As penitenciárias exigem dos governos uma cota mínima de ocupação, quer suba ou baixe a criminalidade. A busca do máximo lucro gera nos EUA casos de maus tratos e violência

Um grupo de presos em Sacramento (Califórnia).
Um grupo de presos em Sacramento (Califórnia).Rich Pedroncelli (AP)

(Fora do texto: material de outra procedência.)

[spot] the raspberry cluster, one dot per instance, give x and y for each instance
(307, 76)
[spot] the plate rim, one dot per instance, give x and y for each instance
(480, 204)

A taxa de criminalidade caiu em um terço no Colorado nos últimos dez anos, o que fez com que, desde 2009, esse estado dos EUA tenha fechando cinco de seus presídios; mas, paradoxalmente, as prisões privadas estão cada vez mais cheias. O motivo é que dispõem de uma quota mínima de ocupação acordada com o governo do Estado que, para garanti-la, se viu obrigado há alguns meses a transferir 3.330 reclusos das instalações públicas, que tinham vagas ociosas, para as privadas. O Colorado não é, porém, um caso isolado. A situação se repete em outras áreas do país e revela os meandros por trás do auge da privatização carcerária nos EUA, assim como a perversa disputa entre o interesse público de reabilitar os presos e reduzir a população carcerária e o objetivo de maximizar seus lucros, inerente a qualquer empresa.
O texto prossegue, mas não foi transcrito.